Pronunciamento do presidente da República, Luiz Inácio Lula da Silva, em cerimônia alusiva ao Dia Internacional da Luta pela Eliminação da Discriminação Racial
Minha querida companheira, mulher, esposa Janja; querida Anielle Franco, ministra da Igualdade Racial; querido companheiro Rui Costa, ministro chefe da Casa Civil; companheira Margareth Menezes, ministra da Cultura; companheiro Wellington, que já foi embora; Nísia Trindade, ministra da Saúde; companheira Esther Dweck, ministra da Gestão e Inovação em Serviços Públicos; companheira Marina Silva, ministra do Meio Ambiente; Paulo Teixeira, ministro do Desenvolvimento Agrário; André de Paula, ministro da Pesca e Agricultura; Cida Gonçalves, ministra da Mulheres; companheiro ministro Silvio de Almeida, ministro dos Direitos Humanos e Cidadania; Márcio Macedo, ministro chefe da Secretaria Geral da Presidência da República; companheiro Messias, que já foi embora; companheiro Vinícius, também já foi embora, que é o controlador-geral da República [ministro da Controladoria-Geral da União]; sua Alteza Ooni de Ifé, soberano da Nação Iorubá, a quem eu agradeço a sua presença no Brasil e a sua presença neste ato, muito obrigado. Embaixadores estrangeiros presentes; minha querida deputada Benedita da Silva, por quem cumprimento todas as senhoras e senhores parlamentares aqui presentes; ex-ministra da Secretaria Especial de Políticas da Promoção da Igualdade Racial... eu não sei se alguns deles estão aqui: a Matilde, o Martvs, o Edson, o Eloi, a saudosa Luiza Helena de Bairros, e a companheira Nilma Lino, que também não está aqui.
Companheiras e companheiros, primeiro eu quero saudar a ministra Anielle Franco e toda a sua equipe, pela excelência do trabalho apresentado.

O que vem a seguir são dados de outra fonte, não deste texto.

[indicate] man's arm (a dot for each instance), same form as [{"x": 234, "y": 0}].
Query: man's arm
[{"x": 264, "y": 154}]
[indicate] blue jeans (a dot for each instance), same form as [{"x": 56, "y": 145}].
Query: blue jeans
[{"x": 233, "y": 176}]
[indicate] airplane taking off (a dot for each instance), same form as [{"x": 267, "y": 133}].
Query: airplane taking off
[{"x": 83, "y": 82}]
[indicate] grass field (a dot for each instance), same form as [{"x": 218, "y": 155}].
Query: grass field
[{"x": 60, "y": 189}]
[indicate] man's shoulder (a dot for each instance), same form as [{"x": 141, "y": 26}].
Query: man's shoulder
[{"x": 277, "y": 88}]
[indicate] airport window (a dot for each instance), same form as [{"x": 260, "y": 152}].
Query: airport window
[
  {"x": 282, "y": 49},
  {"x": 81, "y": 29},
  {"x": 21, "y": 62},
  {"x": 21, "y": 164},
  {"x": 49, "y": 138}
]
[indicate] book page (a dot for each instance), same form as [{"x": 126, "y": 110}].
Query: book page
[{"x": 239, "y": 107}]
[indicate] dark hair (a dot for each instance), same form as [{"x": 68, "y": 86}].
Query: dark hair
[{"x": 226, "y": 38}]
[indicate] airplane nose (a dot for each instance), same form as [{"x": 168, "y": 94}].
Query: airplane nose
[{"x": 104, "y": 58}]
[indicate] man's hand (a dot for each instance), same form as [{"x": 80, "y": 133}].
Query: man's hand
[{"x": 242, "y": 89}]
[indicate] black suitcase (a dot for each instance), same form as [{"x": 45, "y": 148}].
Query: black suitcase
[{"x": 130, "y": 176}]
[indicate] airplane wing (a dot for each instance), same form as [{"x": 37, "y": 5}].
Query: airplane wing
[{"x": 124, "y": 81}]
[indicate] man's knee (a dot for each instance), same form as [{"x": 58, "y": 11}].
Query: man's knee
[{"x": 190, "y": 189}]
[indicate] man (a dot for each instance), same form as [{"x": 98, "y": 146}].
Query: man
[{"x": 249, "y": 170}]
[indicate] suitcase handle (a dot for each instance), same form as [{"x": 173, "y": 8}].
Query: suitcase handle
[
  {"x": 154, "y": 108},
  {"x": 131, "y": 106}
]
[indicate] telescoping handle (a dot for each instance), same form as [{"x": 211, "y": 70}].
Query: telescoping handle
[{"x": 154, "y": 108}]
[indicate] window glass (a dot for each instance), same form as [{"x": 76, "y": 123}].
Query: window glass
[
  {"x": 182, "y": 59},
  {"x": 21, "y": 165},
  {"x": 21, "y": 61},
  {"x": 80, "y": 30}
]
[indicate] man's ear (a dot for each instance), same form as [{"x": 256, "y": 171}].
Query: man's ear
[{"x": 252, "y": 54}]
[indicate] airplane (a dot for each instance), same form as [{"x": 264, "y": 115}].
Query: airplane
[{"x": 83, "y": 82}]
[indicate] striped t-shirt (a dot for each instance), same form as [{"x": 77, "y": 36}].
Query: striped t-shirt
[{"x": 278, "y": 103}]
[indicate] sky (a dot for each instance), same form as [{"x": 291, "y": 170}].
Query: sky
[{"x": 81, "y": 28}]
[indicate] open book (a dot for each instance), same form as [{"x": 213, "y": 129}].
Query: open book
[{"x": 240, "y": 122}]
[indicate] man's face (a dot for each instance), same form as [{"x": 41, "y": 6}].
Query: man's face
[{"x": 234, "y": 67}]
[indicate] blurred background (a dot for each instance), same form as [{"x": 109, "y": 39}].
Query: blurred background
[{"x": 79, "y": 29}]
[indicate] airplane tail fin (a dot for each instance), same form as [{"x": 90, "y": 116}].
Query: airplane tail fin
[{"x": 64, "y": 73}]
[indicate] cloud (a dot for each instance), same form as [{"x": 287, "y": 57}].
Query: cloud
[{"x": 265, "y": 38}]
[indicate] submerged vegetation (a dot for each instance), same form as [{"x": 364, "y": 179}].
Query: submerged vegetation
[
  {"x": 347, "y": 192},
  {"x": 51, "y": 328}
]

Vocês são o testemunho vivo da importância de haver cada vez mais pessoas negras, em postos chaves do governo, formulando políticas e tomando decisões em nome da maioria da população. O que a ministra Anielle e este governo vão realizar os próximos quatro anos, será o desdobramento lógico de uma caminhada que começou há duas décadas, quando criamos a Seppir (Secretaria Especial de Política de Promoção da Igualdade Racial), em 21 de março de 2003.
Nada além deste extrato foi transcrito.